We reach home without incident. Photos are taken and birds cleaned. Harley and Maggie are in the air-conditioned house on a well-deserved break. I take time to reflect on the day's occurrences. My dogs did great in the field, but my eagerness to get them out blinded me from the obvious risks. I should not have taken them out in those conditions. Looking back it is as obvious as my motto for dog training, "Never set your dog up for failure." That is exactly what I did. I should have refrained from a late morning hunt and opted for another, cooler day. Fortunately, everything turned out all right. This experience will be an ever-lasting reminder of the importance of not pushing my dogs when I shouldn't. As I finish this, I am thankful for the warmth at my feet provided by two of my best friends in the world - Harley and Maggie, who I am fortunate enough to share my passion of the hunt.

[siteimg]2236[/siteimg]


----------



## Van Wey (Jul 15, 2005)

Excellent post, you nailed it on the dot!!! I hope everyone will read this and realize how easy it can be for dogs to get effected by the heat!!
I truly admire this!!!!!!!!!!!

Thank You


----------



## njsimonson (Sep 24, 2002)

Great story, very well written! Sometimes it is those "tales of mistakes" in the outdoors that save people from a little embarassment, or from feelings of total loss that they never stop blaming themselves for. Kudos to you for stepping up and sharing!

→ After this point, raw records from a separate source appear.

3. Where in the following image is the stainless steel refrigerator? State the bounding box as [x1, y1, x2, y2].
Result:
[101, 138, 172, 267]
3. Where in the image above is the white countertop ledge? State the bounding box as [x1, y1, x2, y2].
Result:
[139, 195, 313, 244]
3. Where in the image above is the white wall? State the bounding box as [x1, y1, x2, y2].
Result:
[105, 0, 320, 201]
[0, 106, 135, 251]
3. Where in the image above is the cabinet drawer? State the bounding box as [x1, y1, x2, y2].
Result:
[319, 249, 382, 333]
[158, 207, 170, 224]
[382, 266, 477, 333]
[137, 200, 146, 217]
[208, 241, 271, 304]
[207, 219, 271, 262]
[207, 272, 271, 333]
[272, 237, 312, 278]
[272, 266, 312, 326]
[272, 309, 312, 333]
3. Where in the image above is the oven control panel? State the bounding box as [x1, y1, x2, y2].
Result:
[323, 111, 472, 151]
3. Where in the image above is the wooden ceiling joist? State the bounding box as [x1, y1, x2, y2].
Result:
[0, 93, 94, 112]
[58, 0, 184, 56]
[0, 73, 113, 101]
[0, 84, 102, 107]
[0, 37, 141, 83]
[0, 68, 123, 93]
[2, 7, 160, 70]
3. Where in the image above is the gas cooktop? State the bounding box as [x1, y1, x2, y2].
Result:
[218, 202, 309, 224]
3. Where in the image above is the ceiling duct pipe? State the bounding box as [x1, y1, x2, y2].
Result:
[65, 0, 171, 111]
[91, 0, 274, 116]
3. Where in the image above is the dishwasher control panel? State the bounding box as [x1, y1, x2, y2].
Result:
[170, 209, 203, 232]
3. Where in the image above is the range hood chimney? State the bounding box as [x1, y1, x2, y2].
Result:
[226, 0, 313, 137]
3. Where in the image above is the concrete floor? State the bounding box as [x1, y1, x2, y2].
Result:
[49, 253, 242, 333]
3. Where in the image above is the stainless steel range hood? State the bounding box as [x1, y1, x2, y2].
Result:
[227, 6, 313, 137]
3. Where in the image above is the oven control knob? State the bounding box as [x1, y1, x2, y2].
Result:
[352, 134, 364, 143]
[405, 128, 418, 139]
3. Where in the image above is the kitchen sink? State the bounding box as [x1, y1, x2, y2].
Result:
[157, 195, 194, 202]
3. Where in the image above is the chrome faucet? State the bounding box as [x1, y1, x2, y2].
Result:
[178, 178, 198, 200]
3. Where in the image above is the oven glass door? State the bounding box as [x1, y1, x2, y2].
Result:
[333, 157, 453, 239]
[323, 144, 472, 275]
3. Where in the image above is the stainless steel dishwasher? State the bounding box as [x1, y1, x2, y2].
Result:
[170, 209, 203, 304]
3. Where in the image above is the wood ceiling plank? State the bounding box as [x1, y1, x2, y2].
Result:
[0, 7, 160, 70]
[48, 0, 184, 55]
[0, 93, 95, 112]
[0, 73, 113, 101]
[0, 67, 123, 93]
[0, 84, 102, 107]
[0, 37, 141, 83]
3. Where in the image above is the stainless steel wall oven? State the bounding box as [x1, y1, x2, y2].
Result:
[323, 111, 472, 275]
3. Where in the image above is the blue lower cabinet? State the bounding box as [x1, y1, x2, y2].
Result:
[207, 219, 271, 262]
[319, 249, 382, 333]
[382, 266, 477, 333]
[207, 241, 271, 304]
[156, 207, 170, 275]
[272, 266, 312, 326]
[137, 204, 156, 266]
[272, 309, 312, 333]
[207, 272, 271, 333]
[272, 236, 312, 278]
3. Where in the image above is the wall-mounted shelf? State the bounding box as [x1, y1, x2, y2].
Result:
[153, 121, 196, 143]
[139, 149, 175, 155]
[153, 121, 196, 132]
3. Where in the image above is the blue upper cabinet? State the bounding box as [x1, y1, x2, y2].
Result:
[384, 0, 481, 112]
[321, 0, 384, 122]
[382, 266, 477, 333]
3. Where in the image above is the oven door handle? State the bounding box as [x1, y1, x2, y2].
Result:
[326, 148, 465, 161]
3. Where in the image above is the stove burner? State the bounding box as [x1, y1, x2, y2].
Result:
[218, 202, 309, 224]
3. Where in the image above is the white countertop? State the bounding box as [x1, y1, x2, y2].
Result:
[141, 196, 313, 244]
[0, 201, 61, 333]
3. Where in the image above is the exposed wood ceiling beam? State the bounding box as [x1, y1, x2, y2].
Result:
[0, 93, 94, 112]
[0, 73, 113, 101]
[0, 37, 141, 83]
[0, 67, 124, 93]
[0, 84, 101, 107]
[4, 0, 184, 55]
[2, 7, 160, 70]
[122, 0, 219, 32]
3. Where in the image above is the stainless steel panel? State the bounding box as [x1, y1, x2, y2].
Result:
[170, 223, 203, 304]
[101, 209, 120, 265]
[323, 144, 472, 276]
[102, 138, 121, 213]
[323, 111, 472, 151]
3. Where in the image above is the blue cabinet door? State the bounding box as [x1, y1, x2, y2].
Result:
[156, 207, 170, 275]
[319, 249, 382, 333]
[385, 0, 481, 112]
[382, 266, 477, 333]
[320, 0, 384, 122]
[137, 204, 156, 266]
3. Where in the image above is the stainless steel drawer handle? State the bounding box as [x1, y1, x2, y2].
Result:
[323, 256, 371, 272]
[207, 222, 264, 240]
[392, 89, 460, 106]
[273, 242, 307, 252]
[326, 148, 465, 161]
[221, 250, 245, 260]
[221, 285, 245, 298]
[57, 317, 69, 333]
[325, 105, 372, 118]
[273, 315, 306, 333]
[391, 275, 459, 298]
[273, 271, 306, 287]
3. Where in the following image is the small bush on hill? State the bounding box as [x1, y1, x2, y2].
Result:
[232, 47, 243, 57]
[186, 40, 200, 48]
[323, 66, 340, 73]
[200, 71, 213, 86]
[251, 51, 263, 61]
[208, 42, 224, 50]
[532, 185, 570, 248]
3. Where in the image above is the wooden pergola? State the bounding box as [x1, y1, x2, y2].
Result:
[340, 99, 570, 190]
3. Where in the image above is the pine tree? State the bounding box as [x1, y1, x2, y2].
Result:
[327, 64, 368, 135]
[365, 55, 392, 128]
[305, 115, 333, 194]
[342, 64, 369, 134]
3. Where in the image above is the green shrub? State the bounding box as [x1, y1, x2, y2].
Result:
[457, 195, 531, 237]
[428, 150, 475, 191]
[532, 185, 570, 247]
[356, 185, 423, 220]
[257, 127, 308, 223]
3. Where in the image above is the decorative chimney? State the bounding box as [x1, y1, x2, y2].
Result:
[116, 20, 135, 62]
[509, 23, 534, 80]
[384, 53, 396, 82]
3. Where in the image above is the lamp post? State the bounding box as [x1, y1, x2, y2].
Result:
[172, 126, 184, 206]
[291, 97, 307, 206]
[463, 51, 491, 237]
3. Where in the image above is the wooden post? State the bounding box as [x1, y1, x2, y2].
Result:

Gunnar was done, as per my 80 degree rule (if the temp feels like 80, we're done) by 10 am on Sat, and noon on Sun. No sense risking my investment, and my hunting buddy, for a bird. We made up for it tonight, one sharpie, one hun, one dove. An early upland tri-fecta!


----------



## taddy1340 (Dec 10, 2004)

nj,

Congrats on the trifecta! Brad Dokken is going to run the story on the GF Herald website. I told him that I just hope it serves as a good reminder to dog owners. It truly opened my eyes to how fast they can overheat. Happy hunting!

mikt


----------



## upland420 (Dec 27, 2004)

Good story...Im glad your dogs are ok. Fine job of looking out for their well being. :beer:


----------